Nas suas deambulações pelas salas do museu em que vai sendo colocado, Vogel não está alheado. Está quase sempre é numa dimensão distinta que é a da vida interior. Se ele é tantas vezes por nós negligenciada, Vogel poucas veze a deixa, dando-lhe a sua quase exclusiva atenção. O grande tema do livro é a consciência de si e é sobre isso que Vogel escreve. Sobre o modo como o convívio diário com as obras de arte o vai ensinando a ver o mundo e sobretudo a conhecer-se. Mas será que ter com um museu a grande relação da nossa vida é assim tão rico em termos existenciais?
Fiquei a pensar sobre o tema e sobre Vogel, bem para lá do momento em que terminei a leitura do livro.
Por um lado, ecoa em mim o seu desinteresse e mesmo incapacidade de actuar perante o mundo exterior, mesmo quando este o interpela. É assim quando se sente atraído por uma visitante em particular. E é também assim quando tem a possibilidade de agir de forma directa, alterando circunstâncias com as quais não concorda.
Alois evita o contacto com outros seres humanos, estabelecendo relações directas com quadros e indirectas e vagas com seres humanos. Destes últimos, parece fugir, algo que apenas sofre alteração no fim do livro. Ainda assim, a relação que estabelece com Gabriele pareceu-me cerimoniosa e pouco natural, incompatível com as emoções que Alois pretende fazer crer (ou fazer-se crer) que está a viver. Outro aspecto que me desagradou no personagem é a sua incapacidade de corrigir a sua inércia. Detecta-a, expõe-a, mas nunca se questiona sobre a mesma. Não sabe de onde vem e não procura averiguar a sua fonte.

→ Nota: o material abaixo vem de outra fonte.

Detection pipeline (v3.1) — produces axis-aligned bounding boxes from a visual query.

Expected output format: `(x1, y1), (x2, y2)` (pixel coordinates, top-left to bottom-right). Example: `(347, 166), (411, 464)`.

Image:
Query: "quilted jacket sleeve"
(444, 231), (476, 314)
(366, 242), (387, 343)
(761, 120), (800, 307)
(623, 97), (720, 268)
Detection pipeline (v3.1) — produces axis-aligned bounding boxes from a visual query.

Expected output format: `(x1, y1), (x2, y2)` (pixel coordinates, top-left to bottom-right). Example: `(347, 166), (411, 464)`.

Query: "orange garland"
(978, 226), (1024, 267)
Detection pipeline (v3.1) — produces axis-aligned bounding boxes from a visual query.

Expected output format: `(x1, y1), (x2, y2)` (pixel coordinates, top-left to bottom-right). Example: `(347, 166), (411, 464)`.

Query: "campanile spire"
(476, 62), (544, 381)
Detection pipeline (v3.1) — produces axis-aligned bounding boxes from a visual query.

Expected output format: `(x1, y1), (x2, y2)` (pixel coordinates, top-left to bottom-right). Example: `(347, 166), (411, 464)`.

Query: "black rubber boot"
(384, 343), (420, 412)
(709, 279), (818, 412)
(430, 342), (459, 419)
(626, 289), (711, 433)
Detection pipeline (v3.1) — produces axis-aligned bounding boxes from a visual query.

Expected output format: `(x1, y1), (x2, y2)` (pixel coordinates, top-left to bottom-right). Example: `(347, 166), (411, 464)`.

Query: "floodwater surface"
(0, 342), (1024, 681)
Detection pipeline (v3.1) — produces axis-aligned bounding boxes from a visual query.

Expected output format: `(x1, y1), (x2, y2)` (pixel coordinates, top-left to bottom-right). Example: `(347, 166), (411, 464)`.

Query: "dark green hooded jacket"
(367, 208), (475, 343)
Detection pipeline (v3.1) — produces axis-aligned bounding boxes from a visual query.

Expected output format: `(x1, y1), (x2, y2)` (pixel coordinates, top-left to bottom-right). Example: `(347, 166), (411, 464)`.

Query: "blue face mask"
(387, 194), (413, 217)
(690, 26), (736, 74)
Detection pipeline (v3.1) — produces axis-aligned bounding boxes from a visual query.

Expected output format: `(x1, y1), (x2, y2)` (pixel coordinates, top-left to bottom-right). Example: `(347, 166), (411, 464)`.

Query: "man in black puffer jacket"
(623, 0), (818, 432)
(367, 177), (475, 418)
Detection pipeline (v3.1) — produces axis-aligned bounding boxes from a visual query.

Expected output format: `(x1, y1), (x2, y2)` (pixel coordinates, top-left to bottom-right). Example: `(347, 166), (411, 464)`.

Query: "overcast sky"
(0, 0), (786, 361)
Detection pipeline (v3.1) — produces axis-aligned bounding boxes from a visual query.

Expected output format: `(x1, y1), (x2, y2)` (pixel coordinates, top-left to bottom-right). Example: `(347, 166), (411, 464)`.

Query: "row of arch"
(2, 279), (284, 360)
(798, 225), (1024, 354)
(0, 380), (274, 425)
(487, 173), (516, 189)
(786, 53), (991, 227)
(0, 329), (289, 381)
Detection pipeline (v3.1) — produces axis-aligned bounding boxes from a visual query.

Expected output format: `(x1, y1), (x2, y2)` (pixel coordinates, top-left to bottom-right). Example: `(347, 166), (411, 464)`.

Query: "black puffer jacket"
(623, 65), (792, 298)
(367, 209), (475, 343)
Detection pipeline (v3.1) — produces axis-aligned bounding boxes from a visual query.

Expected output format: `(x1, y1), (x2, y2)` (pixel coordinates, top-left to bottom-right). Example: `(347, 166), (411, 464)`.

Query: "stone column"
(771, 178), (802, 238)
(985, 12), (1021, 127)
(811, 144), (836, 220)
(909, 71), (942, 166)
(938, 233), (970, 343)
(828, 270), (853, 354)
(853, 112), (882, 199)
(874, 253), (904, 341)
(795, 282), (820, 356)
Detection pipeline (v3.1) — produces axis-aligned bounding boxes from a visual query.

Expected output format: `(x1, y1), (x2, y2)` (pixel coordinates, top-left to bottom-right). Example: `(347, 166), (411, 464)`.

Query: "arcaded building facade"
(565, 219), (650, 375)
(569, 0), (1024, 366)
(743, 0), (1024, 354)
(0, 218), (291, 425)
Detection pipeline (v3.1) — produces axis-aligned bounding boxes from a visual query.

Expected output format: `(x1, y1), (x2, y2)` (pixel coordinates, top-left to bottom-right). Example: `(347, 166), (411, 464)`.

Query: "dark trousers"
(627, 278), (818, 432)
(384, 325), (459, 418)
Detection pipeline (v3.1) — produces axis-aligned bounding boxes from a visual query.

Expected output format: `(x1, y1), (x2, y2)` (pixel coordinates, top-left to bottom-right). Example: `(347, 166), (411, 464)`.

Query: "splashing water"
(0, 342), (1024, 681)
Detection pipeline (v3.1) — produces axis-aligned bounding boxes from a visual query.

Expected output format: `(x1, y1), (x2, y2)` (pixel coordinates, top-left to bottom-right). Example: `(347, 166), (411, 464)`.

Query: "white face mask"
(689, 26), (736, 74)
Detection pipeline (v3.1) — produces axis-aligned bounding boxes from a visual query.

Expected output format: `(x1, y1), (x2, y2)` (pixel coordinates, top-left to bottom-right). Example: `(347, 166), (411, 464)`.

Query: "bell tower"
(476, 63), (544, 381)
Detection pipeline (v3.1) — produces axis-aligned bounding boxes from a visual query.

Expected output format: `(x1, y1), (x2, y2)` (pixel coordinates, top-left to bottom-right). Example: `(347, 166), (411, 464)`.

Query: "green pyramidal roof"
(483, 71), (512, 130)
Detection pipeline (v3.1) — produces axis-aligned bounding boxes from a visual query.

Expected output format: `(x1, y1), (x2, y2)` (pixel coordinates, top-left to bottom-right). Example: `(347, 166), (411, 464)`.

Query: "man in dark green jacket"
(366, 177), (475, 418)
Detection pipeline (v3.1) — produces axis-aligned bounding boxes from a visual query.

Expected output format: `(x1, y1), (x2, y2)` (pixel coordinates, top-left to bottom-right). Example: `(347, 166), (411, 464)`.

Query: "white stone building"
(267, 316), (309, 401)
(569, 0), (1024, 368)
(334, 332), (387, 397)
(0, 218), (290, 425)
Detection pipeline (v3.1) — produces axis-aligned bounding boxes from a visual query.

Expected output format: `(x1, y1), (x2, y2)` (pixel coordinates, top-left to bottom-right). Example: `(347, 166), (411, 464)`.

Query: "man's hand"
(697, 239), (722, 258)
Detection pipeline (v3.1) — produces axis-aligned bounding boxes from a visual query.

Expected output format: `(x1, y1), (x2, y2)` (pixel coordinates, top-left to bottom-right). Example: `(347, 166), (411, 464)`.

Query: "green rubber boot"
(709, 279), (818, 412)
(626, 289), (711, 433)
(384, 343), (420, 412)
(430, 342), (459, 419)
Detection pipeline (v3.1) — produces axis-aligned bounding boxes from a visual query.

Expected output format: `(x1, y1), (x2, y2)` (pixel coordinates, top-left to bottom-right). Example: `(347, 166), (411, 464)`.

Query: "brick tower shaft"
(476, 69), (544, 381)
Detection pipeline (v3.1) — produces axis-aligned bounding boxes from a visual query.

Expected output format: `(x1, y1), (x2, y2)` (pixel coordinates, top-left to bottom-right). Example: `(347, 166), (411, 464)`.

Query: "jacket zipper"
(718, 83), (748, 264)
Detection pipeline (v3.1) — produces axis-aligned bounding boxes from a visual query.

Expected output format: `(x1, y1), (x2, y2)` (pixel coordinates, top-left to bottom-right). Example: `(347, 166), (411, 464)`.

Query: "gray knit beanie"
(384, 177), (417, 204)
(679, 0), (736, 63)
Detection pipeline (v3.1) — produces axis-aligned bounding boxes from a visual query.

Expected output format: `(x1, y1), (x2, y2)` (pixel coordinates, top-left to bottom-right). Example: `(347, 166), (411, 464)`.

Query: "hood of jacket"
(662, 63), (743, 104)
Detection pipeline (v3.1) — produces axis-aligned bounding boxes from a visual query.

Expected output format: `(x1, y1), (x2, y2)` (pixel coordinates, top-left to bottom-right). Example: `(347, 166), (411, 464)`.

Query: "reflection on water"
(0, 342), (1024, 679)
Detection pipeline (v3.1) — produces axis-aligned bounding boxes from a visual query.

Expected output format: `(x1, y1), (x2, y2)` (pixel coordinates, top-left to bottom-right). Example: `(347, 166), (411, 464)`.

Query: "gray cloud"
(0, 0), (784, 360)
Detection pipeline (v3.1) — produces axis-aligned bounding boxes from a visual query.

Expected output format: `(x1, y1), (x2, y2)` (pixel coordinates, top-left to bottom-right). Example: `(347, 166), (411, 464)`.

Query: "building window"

A meu ver, estar atento e estar presente não é um exercício umbiguista. Deve antes ter reflexos no modo como estamos no mundo. Talvez o longo solilóquio de Alois tivesse mais impacto se conseguisse pensar no motivo pelo qual escolhe viver retirado do mundo. Sim, sai todos os dias para trabalhar, vai à cervejaria, cumprimenta os colegas, faz o seu trabalho, reconhece nas ruas um ou outro concidadão que vê todos os dias (como connosco sucede com aquelas pessoas que vemos à hora de almoço perto do nosso local de trabalho, por exemplo). No entanto, todas estas pessoas são encontros adiados. E aqui reside uma das frustrações de acompanhar Alois. Por muito rico que seja o nosso interior é no encontro com outros seres vivos (e não apenas com a sua representação pictórica) que descobrimos também quem somos. Há dimensões da experiência humana que apenas o contacto com a vida nos pode dar. Sem isso, mesmo o encontro com a arte pareceme um exercício de estilo que não explora todas as potencialidades.
Aconteceu-me com este livro, algo nunca antes registado na minha vida de leitora: oscilei entre a admiração e o tédio. Vejo-o como uma obra que explora a consciência de si no mundo.
Alois Vogel parece achar que sim. Já eu estou certa de que não. E quanto mais avançava nas suas memórias mais me persuadiu de que sendo tentador refugiarmo-nos (no caso dele, num museu) perdemos com isso uma grande parte do que torna a nossa presença no mundo significativa.